Photographic footnote: The wrong tools for the job

On the basis of the photos above, absolutely nobody — me included! — would ever confuse me with the likes of, say, Andreas Gursky!  Indeed, the photos above were taken with the wrong tools in the wrong way and then processed in a manner no less inappropriate.  I’ll explain …

First, each of the photos was taken hand-held rather that tripod-mounted, a self-deceiving arrogance when working with strong verticals and horizontals and when confronted with a large two-dimensional object to be positioned parallel to the film- (or sensor-) plane.  Second, the photos were taken from ground-level with the camera pointed upwards rather than from a neighboring building at a height roughly to half the height of the subject.
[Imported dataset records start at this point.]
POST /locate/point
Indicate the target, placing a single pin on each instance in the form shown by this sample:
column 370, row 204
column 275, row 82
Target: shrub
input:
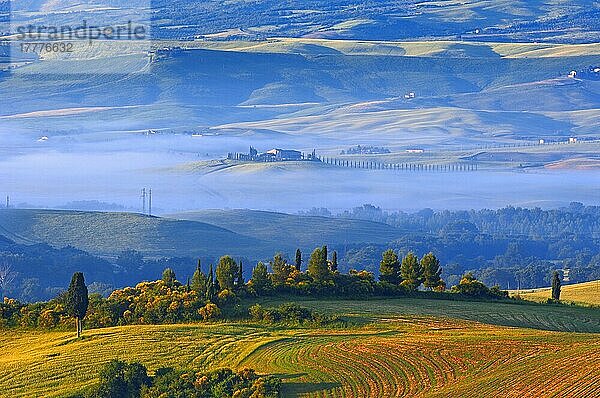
column 209, row 312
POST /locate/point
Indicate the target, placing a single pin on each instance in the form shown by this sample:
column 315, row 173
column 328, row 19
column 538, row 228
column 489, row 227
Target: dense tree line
column 119, row 379
column 222, row 292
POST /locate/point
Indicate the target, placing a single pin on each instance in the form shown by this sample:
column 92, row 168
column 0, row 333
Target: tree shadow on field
column 296, row 389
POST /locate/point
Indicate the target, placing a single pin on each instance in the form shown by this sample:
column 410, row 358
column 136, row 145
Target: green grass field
column 254, row 234
column 582, row 293
column 391, row 351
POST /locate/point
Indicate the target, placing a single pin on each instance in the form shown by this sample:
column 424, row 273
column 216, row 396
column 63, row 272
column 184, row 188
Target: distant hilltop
column 273, row 155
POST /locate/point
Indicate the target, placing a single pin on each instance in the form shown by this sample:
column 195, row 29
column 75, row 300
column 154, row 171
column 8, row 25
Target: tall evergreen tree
column 410, row 271
column 240, row 278
column 77, row 300
column 430, row 266
column 325, row 255
column 334, row 264
column 210, row 285
column 317, row 265
column 556, row 285
column 260, row 278
column 298, row 260
column 389, row 268
column 281, row 271
column 199, row 281
column 169, row 277
column 227, row 272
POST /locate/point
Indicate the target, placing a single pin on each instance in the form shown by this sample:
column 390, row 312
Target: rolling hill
column 251, row 234
column 110, row 233
column 305, row 232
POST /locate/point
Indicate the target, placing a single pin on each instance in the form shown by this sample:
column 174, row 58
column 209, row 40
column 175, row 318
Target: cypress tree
column 240, row 280
column 281, row 271
column 77, row 300
column 169, row 277
column 389, row 268
column 199, row 281
column 556, row 285
column 334, row 261
column 317, row 265
column 430, row 266
column 227, row 272
column 210, row 285
column 298, row 260
column 410, row 271
column 260, row 278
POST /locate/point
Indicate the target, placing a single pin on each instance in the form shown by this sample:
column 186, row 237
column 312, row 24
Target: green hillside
column 306, row 232
column 252, row 234
column 583, row 293
column 111, row 233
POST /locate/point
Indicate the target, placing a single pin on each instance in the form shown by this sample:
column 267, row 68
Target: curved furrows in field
column 541, row 370
column 370, row 366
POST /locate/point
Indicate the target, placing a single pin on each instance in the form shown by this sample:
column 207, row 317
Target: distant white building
column 285, row 154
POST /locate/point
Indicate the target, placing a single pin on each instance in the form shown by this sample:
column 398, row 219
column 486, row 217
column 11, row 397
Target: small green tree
column 470, row 286
column 317, row 265
column 411, row 273
column 240, row 279
column 199, row 281
column 333, row 265
column 389, row 268
column 227, row 271
column 169, row 277
column 281, row 270
column 210, row 285
column 556, row 285
column 298, row 260
column 260, row 278
column 431, row 271
column 77, row 300
column 121, row 380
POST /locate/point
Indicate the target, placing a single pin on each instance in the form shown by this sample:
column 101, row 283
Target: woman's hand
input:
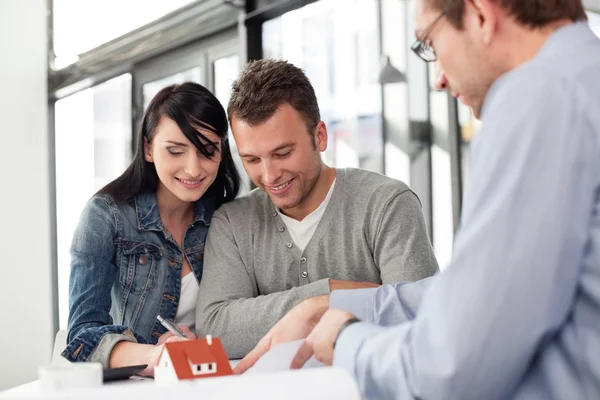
column 188, row 334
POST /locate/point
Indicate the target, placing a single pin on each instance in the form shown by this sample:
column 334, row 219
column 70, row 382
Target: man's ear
column 321, row 136
column 483, row 17
column 147, row 151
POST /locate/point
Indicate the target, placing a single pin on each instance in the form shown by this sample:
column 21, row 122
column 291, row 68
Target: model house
column 191, row 359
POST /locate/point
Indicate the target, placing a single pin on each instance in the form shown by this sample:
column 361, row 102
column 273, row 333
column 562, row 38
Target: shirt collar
column 149, row 217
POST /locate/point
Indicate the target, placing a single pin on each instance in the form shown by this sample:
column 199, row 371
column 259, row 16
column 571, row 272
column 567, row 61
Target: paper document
column 280, row 357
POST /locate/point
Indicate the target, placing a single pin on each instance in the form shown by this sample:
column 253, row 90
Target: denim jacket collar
column 149, row 217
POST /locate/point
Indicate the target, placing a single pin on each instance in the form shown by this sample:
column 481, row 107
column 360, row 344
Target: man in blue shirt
column 516, row 314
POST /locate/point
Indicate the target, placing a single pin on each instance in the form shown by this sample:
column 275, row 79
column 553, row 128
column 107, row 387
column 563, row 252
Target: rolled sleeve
column 350, row 342
column 359, row 302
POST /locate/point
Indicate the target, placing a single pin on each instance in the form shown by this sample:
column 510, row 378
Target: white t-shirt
column 186, row 311
column 302, row 231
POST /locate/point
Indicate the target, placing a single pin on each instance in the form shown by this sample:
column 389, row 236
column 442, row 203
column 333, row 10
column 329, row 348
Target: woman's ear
column 147, row 151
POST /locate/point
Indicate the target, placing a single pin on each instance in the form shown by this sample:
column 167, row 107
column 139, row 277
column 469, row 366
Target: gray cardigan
column 372, row 230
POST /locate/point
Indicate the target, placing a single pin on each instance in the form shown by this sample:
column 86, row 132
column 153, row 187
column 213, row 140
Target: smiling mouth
column 190, row 182
column 281, row 188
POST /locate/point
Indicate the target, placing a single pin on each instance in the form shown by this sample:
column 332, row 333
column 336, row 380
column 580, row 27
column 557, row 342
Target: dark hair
column 532, row 13
column 189, row 105
column 267, row 84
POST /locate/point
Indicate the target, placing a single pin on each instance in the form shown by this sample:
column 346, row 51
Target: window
column 80, row 26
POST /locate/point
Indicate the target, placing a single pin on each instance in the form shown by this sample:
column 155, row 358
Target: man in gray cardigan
column 307, row 229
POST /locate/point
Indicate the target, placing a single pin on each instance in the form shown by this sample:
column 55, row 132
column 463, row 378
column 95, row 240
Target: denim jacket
column 126, row 270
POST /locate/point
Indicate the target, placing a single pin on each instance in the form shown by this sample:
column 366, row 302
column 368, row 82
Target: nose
column 193, row 166
column 441, row 81
column 271, row 173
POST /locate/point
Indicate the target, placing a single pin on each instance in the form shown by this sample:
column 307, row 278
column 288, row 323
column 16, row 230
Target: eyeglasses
column 420, row 46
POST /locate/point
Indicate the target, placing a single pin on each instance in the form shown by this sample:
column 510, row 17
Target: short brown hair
column 265, row 85
column 532, row 13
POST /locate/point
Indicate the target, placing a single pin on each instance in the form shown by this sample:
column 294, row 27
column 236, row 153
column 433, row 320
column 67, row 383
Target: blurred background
column 77, row 75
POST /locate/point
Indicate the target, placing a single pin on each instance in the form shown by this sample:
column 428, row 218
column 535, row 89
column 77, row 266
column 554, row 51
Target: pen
column 170, row 326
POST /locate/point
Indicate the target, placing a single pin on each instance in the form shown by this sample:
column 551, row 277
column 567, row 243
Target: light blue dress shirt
column 516, row 314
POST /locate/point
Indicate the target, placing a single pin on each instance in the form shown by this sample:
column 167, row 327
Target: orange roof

The result? An amalgam of vertical and horizontal distortions (keystoning, pitch, yaw, etc.) beyond the reach of the correctional powers of image processing software, especially when working within the small confines of a laptop screen. In Lightroom, for example, one can easily correct for vertical distortion and rotate an image, but add horizontal adjustments plus some compensation for barrel or pincushion distortion to the mix and the shapes within an image begin to contort and vertical and horizontal lines to squiggle — and this atop the irregularities and lack of true verticals and horizontals in the subject itself, in the case of panel block buildings the results of attention to speed rather than precision during construction combined with the effects of gravity and the elements as the years pass.

So, for now, I’ll view the images above as “studies” and next time will head out with my tripod, my old folding field camera fitted with a lens and film back, or with my ever older combination of a legacy Nikon analogue body and perspective-correcting shift lens. In the meanwhile, my excuses.